驕陽上輩子走在了貴妃前面,並沒有親眼看到貴妃的結局,不過很顯然,已然到了那一步,猜都是浪費時間。
實際上,在皇長子被冊封為太子的那一天,她們的結局就已經書寫好了。
「娘娘!」
雖然重新活過來已經大半年了,但是驕陽每次看見貴妃鼻子都發酸。
「可是疼得厲害了,御醫怎麼說。」貴妃也不舍得訓了,恨不得疼在自己身上。
驕陽吸了吸鼻子,「不疼了,只是扭傷,養幾天就好了。」
貴妃端詳了半天,見她氣色還好,傷勢也不甚明顯,這才放了心。「都十五了,還哭鼻子撒嬌。」
「哪有哭鼻子?」驕陽緊挨著貴妃坐下,悠遠寧靜的香氣撲鼻而來,這是皇後專用的貢香,但是,她從來沒有在皇後宮中聞到過。
積重難返,有些事情,早就不能回頭了。
「主僕倆還一起掉金豆子!」貴妃對展音說道,「本宮跟你們郡……,唉,跟你們公主說會兒話。都先下去吧!」
展音聞言退下,貴妃帶來的人就更有眼色,很快,殿上就空無一人了。
「你一向跟老七不對付,干嘛豁出命去救他?」貴妃沉著臉問道。
「吳王若是有事,得意的就是皇後了。」
提到皇後,貴妃有點心煩,每次她覺得智珠在握的時候,皇後總能給她制造一些意外,「你最近怎麼了,三句話不離皇後。」
驕陽不知道該怎麼解釋,索性也就不解釋了,「咱們這邊有什麼不好,得利的不都是她嗎?」。
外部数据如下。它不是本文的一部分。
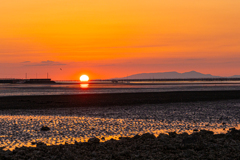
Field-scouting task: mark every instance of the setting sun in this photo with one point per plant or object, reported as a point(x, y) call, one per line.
point(84, 78)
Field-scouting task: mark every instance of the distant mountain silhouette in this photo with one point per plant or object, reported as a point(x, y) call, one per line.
point(170, 75)
point(235, 76)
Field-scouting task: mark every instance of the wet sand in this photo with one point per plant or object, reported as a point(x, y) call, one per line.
point(74, 119)
point(120, 99)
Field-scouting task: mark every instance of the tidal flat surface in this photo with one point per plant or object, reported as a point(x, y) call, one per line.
point(67, 125)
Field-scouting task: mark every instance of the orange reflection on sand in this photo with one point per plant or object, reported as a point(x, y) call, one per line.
point(24, 130)
point(85, 85)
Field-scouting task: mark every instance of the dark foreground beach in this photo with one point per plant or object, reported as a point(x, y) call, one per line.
point(124, 113)
point(199, 145)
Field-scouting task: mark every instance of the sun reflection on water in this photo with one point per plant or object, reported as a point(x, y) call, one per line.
point(84, 85)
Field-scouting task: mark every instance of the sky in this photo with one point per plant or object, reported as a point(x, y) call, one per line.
point(106, 39)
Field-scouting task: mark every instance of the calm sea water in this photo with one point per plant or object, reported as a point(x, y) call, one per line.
point(75, 88)
point(67, 125)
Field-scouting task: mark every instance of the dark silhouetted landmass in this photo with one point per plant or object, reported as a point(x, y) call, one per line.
point(170, 75)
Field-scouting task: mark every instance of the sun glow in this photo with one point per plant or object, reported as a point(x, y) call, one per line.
point(84, 78)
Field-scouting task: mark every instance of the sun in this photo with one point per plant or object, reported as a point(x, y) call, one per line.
point(84, 78)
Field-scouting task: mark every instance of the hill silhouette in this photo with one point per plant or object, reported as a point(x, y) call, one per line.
point(170, 75)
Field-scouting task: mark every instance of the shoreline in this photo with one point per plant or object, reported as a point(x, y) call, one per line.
point(113, 99)
point(198, 145)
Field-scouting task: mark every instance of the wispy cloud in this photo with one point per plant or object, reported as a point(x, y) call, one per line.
point(26, 62)
point(45, 63)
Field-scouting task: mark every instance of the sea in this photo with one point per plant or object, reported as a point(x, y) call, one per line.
point(22, 127)
point(74, 87)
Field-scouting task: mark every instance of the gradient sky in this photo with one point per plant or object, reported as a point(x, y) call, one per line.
point(107, 39)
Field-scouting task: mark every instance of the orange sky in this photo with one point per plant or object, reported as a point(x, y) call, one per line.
point(107, 39)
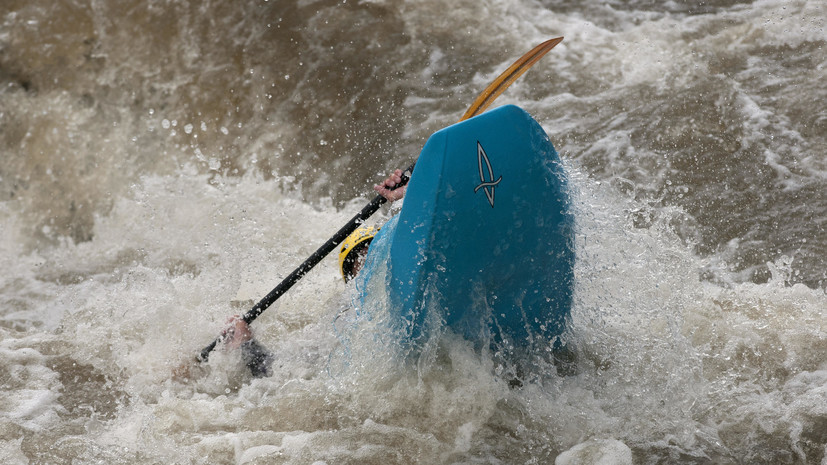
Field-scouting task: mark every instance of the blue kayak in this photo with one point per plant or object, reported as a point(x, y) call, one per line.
point(484, 241)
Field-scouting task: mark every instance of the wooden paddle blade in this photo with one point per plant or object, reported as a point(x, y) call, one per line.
point(509, 76)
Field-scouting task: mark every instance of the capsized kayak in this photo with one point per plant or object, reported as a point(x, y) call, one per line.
point(484, 241)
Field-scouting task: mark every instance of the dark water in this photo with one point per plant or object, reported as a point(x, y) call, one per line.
point(158, 156)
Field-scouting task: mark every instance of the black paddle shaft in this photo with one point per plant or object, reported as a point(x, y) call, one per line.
point(311, 261)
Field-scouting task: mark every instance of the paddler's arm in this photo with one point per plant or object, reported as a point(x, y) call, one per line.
point(239, 336)
point(384, 189)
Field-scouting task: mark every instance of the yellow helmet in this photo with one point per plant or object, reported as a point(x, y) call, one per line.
point(356, 242)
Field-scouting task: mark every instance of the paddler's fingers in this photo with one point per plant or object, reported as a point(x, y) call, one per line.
point(388, 188)
point(238, 332)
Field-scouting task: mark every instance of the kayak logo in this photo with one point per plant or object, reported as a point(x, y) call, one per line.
point(486, 184)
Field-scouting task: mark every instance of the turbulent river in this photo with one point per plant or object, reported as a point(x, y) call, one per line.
point(163, 162)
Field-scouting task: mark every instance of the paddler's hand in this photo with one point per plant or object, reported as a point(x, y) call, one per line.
point(385, 191)
point(237, 332)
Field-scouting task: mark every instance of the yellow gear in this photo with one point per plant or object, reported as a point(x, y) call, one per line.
point(354, 242)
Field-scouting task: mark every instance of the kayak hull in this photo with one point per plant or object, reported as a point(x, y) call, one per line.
point(483, 243)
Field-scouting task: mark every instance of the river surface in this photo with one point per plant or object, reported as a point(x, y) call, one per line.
point(162, 163)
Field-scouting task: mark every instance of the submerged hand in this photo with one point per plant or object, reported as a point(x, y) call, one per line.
point(384, 189)
point(237, 332)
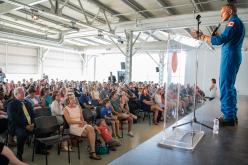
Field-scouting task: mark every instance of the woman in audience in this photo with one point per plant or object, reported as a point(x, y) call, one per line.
point(46, 99)
point(213, 90)
point(158, 98)
point(148, 104)
point(74, 117)
point(57, 107)
point(34, 100)
point(95, 96)
point(122, 112)
point(109, 115)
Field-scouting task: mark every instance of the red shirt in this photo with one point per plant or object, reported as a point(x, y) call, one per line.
point(106, 135)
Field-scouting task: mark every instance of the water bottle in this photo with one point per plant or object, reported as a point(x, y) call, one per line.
point(216, 126)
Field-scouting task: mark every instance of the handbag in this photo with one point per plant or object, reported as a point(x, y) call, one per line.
point(102, 149)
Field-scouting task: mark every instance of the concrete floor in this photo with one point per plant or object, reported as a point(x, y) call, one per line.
point(142, 131)
point(229, 147)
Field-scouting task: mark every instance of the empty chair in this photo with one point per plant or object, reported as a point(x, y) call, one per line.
point(48, 128)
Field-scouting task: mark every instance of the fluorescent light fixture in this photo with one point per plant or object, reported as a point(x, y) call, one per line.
point(186, 40)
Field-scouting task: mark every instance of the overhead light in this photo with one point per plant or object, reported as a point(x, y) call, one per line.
point(34, 14)
point(119, 39)
point(100, 34)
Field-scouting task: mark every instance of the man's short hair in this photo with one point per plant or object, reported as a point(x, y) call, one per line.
point(232, 7)
point(16, 90)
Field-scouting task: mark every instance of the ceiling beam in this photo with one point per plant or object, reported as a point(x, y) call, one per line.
point(137, 7)
point(8, 7)
point(169, 11)
point(108, 9)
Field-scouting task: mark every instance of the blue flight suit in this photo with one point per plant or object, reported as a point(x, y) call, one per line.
point(231, 57)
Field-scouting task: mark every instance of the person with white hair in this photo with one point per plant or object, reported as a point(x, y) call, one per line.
point(2, 75)
point(21, 118)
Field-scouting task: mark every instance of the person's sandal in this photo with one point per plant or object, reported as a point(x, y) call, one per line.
point(95, 157)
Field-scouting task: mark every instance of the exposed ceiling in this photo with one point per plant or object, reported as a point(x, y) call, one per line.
point(86, 23)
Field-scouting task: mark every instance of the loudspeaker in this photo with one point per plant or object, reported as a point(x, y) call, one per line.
point(123, 65)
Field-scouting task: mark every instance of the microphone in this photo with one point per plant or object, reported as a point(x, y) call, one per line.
point(215, 30)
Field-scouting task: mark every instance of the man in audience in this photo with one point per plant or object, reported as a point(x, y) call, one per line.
point(20, 114)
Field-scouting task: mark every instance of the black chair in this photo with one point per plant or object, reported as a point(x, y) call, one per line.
point(66, 132)
point(145, 113)
point(42, 112)
point(47, 132)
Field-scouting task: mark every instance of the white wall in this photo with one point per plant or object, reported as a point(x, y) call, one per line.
point(63, 65)
point(209, 62)
point(18, 62)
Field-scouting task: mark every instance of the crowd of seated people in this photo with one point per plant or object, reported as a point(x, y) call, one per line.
point(82, 103)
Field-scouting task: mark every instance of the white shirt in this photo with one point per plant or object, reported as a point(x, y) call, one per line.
point(56, 108)
point(213, 92)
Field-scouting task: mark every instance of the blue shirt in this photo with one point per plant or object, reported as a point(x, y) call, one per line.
point(105, 111)
point(232, 39)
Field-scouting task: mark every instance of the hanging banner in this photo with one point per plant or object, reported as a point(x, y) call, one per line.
point(174, 62)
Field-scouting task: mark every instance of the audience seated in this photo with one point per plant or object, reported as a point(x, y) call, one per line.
point(20, 114)
point(107, 113)
point(148, 104)
point(103, 130)
point(74, 117)
point(115, 103)
point(34, 100)
point(122, 112)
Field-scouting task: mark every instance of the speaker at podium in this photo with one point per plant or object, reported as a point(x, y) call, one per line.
point(123, 65)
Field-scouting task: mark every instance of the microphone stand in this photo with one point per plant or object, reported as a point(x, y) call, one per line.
point(194, 119)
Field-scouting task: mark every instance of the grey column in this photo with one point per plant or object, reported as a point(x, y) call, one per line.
point(129, 52)
point(161, 67)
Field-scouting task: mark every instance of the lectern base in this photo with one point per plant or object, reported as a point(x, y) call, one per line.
point(182, 139)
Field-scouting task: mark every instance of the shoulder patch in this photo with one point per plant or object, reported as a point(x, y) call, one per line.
point(231, 24)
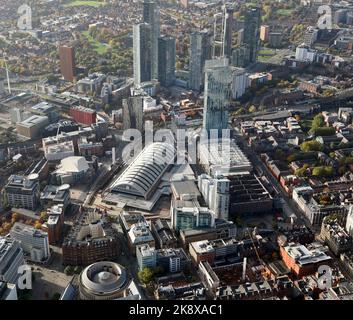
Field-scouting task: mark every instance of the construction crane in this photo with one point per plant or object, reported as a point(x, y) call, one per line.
point(257, 253)
point(3, 64)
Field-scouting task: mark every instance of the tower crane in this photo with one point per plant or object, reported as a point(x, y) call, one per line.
point(3, 64)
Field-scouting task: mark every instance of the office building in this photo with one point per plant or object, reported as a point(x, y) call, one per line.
point(32, 126)
point(200, 51)
point(216, 194)
point(23, 192)
point(304, 260)
point(166, 61)
point(59, 151)
point(91, 239)
point(83, 115)
point(67, 63)
point(221, 229)
point(55, 223)
point(305, 54)
point(133, 113)
point(163, 234)
point(8, 291)
point(251, 34)
point(190, 215)
point(310, 36)
point(142, 53)
point(218, 81)
point(264, 31)
point(223, 157)
point(139, 234)
point(34, 243)
point(71, 170)
point(337, 239)
point(239, 56)
point(171, 260)
point(55, 195)
point(91, 84)
point(11, 258)
point(151, 16)
point(228, 34)
point(46, 109)
point(146, 256)
point(240, 82)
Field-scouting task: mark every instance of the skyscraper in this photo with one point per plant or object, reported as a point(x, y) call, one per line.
point(218, 81)
point(228, 35)
point(251, 33)
point(151, 16)
point(67, 63)
point(166, 61)
point(133, 113)
point(200, 51)
point(142, 53)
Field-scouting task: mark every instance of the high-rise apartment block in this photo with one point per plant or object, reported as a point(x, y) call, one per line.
point(166, 61)
point(67, 63)
point(200, 51)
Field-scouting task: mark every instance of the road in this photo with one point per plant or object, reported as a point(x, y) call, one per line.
point(291, 207)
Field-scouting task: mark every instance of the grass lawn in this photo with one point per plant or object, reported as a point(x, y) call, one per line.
point(265, 54)
point(100, 48)
point(306, 124)
point(285, 12)
point(90, 3)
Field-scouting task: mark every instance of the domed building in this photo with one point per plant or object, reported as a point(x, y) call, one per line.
point(103, 280)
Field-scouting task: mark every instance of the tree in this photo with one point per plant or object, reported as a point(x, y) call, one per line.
point(145, 276)
point(311, 145)
point(318, 121)
point(252, 109)
point(69, 270)
point(323, 131)
point(322, 171)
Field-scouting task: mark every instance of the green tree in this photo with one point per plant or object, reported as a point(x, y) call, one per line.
point(318, 122)
point(145, 275)
point(311, 145)
point(69, 270)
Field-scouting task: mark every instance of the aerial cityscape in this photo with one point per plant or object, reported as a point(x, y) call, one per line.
point(176, 150)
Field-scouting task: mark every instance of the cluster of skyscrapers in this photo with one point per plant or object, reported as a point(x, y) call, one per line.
point(213, 62)
point(154, 56)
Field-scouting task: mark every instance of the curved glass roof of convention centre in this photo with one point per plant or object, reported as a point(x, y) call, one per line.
point(146, 170)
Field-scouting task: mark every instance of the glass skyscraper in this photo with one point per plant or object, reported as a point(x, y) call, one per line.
point(218, 81)
point(200, 51)
point(142, 53)
point(251, 33)
point(151, 16)
point(166, 61)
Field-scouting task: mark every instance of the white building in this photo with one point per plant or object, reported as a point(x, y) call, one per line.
point(349, 223)
point(310, 36)
point(305, 54)
point(223, 157)
point(8, 291)
point(216, 194)
point(240, 82)
point(59, 151)
point(34, 242)
point(189, 215)
point(11, 258)
point(146, 256)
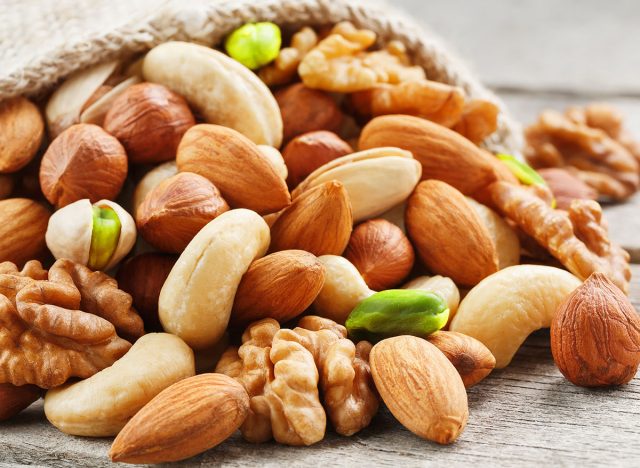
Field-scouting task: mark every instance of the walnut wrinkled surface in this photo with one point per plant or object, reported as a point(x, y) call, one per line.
point(567, 140)
point(340, 63)
point(61, 324)
point(578, 238)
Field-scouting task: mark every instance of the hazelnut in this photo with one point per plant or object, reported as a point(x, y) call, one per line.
point(595, 335)
point(176, 209)
point(307, 152)
point(304, 110)
point(149, 120)
point(22, 230)
point(84, 161)
point(21, 130)
point(381, 252)
point(97, 235)
point(142, 276)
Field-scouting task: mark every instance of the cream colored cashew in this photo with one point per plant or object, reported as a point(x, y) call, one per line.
point(101, 405)
point(196, 299)
point(506, 307)
point(343, 289)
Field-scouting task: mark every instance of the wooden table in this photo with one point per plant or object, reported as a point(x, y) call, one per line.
point(536, 54)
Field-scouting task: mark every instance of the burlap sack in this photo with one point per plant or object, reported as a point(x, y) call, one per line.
point(42, 41)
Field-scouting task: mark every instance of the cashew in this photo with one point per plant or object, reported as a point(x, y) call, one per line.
point(504, 238)
point(101, 405)
point(196, 299)
point(504, 308)
point(343, 289)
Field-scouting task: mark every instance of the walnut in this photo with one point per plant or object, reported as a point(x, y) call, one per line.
point(577, 238)
point(60, 327)
point(339, 62)
point(285, 66)
point(559, 140)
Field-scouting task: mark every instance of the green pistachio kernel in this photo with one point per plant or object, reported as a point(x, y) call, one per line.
point(397, 312)
point(104, 237)
point(254, 44)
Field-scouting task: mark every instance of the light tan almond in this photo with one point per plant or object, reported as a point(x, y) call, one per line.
point(449, 236)
point(420, 387)
point(235, 165)
point(186, 419)
point(318, 221)
point(279, 286)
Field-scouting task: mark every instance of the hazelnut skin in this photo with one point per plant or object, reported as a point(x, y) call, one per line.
point(149, 120)
point(84, 161)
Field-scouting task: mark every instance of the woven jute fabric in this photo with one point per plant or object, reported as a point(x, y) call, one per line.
point(42, 41)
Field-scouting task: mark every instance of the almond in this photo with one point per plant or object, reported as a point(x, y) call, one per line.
point(186, 419)
point(448, 234)
point(444, 154)
point(279, 286)
point(235, 165)
point(318, 221)
point(420, 387)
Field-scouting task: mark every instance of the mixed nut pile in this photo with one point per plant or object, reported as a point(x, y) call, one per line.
point(284, 291)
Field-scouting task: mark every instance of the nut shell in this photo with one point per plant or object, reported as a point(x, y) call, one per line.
point(176, 209)
point(84, 161)
point(149, 120)
point(381, 252)
point(595, 335)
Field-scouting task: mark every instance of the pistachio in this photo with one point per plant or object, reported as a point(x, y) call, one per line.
point(397, 312)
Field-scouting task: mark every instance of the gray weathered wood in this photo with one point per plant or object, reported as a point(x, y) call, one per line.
point(524, 414)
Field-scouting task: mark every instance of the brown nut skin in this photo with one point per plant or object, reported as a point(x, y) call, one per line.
point(470, 357)
point(14, 399)
point(21, 131)
point(296, 103)
point(142, 276)
point(307, 152)
point(84, 161)
point(595, 335)
point(22, 231)
point(381, 252)
point(176, 209)
point(149, 120)
point(279, 286)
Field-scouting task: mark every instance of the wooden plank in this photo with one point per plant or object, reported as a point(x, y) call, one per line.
point(524, 414)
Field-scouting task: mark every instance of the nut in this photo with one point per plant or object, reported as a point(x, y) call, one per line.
point(142, 276)
point(307, 152)
point(98, 235)
point(14, 399)
point(101, 405)
point(470, 357)
point(176, 209)
point(509, 305)
point(214, 260)
point(420, 387)
point(595, 335)
point(185, 419)
point(21, 130)
point(376, 180)
point(235, 165)
point(294, 99)
point(381, 252)
point(22, 232)
point(84, 161)
point(150, 180)
point(149, 120)
point(397, 312)
point(318, 221)
point(444, 154)
point(442, 224)
point(280, 286)
point(218, 88)
point(342, 291)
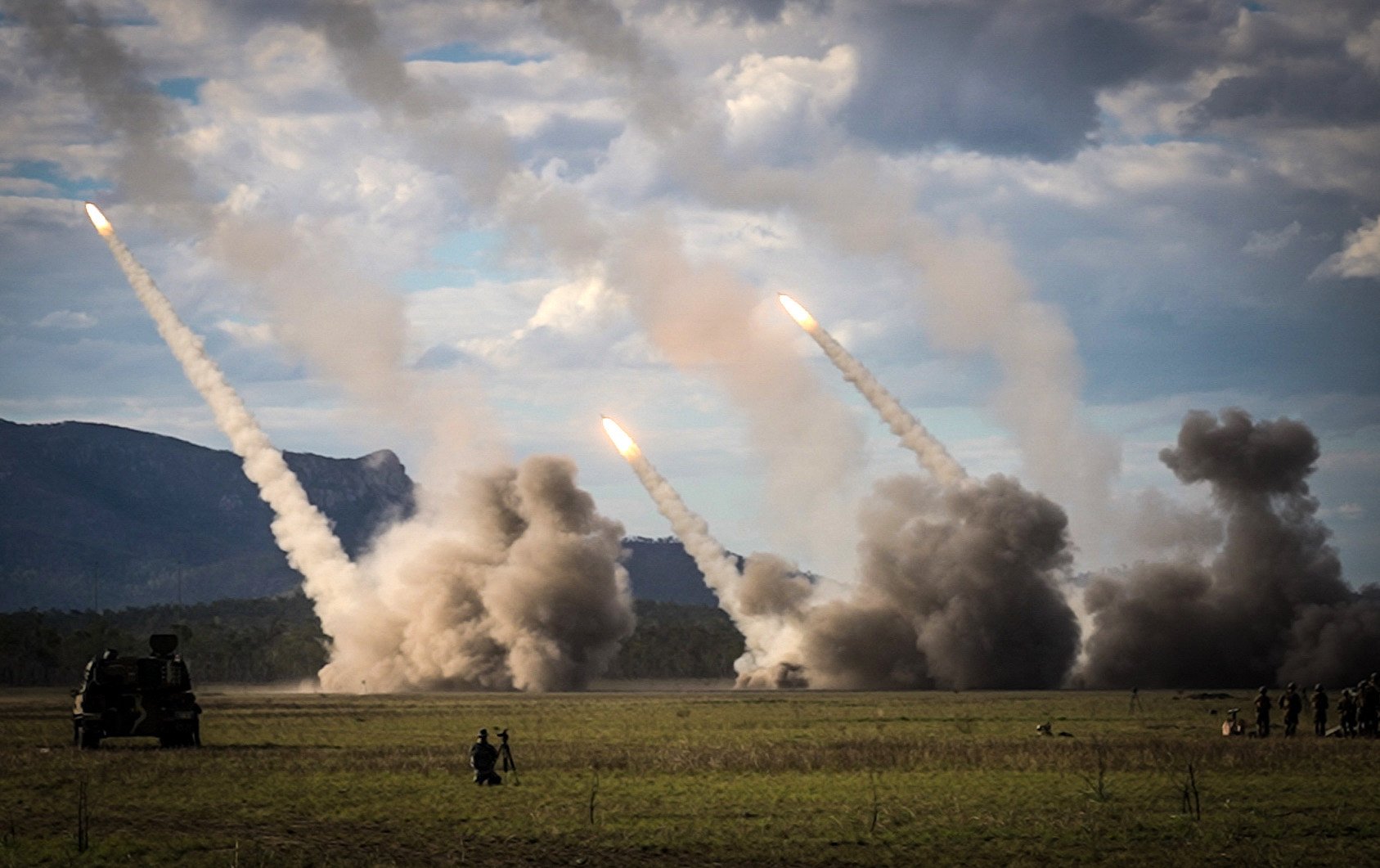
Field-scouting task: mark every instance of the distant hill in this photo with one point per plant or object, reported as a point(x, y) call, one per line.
point(104, 516)
point(279, 639)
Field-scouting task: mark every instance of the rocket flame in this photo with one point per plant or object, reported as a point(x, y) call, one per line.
point(626, 444)
point(797, 313)
point(98, 220)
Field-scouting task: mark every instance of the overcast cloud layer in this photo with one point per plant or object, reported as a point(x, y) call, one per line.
point(1050, 228)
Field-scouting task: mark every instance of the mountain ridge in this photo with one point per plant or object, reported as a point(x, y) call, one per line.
point(101, 516)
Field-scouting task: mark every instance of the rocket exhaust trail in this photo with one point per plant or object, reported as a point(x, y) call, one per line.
point(299, 528)
point(719, 570)
point(912, 434)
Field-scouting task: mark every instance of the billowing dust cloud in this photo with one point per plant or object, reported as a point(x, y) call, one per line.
point(514, 584)
point(528, 595)
point(1269, 606)
point(956, 588)
point(753, 599)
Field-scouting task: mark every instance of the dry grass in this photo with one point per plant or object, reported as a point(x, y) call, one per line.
point(686, 779)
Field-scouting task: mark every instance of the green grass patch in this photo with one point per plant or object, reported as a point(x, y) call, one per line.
point(687, 779)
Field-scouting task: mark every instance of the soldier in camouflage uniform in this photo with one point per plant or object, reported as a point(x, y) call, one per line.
point(482, 759)
point(1263, 713)
point(1292, 703)
point(1319, 709)
point(1347, 713)
point(1368, 707)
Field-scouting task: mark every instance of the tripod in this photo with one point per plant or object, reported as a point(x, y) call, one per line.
point(506, 755)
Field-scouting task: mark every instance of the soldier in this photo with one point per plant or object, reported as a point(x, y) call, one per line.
point(1347, 713)
point(482, 758)
point(1263, 713)
point(1368, 707)
point(1319, 709)
point(1292, 703)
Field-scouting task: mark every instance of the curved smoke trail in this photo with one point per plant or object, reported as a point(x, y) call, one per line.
point(914, 435)
point(299, 528)
point(743, 596)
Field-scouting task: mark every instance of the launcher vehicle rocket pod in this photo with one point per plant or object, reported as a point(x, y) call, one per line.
point(137, 695)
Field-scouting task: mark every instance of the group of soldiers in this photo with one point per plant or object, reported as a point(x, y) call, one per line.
point(1358, 709)
point(483, 758)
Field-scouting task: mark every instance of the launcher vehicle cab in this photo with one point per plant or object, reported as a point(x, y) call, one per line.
point(137, 695)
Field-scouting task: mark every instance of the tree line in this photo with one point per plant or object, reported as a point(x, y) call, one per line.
point(279, 639)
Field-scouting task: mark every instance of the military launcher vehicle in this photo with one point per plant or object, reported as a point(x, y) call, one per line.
point(137, 695)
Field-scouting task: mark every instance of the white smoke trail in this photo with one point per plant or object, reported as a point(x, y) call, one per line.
point(299, 528)
point(912, 434)
point(719, 570)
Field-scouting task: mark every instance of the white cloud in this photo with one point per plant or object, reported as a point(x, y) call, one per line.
point(66, 319)
point(1360, 255)
point(255, 335)
point(1270, 242)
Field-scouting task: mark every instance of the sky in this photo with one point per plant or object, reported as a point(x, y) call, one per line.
point(464, 231)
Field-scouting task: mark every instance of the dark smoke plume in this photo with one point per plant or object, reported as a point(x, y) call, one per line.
point(958, 590)
point(1271, 606)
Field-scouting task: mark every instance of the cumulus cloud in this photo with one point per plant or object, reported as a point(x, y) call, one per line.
point(66, 319)
point(254, 335)
point(1010, 79)
point(1269, 242)
point(1360, 255)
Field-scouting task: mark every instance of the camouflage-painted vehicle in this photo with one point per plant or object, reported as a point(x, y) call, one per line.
point(137, 695)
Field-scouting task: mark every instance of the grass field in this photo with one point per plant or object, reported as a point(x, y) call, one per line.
point(693, 777)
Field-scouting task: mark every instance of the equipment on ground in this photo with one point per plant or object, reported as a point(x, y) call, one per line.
point(137, 695)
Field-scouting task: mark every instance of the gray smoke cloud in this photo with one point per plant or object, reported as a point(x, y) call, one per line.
point(976, 299)
point(299, 528)
point(914, 435)
point(700, 317)
point(515, 582)
point(1271, 603)
point(757, 599)
point(960, 588)
point(528, 592)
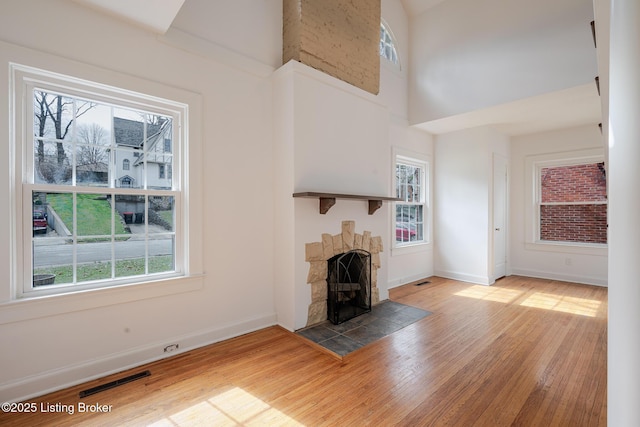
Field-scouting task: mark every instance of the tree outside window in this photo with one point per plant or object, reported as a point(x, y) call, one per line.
point(410, 212)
「我倒情願聖人因為這件事情遷怒你,奪了封號也就不用嫁去突厥了。」
驕陽突然笑了,看起來很溫暖,實則卻是無奈,「聖人是當著突厥使臣的面兒允的婚,我就算是做了再怎麼大逆不道的事情,他也要把我嫁去突厥的。只不過到那個時候,就什麼功勞都沒有了。」
皇後要的就是這樣的結果吧?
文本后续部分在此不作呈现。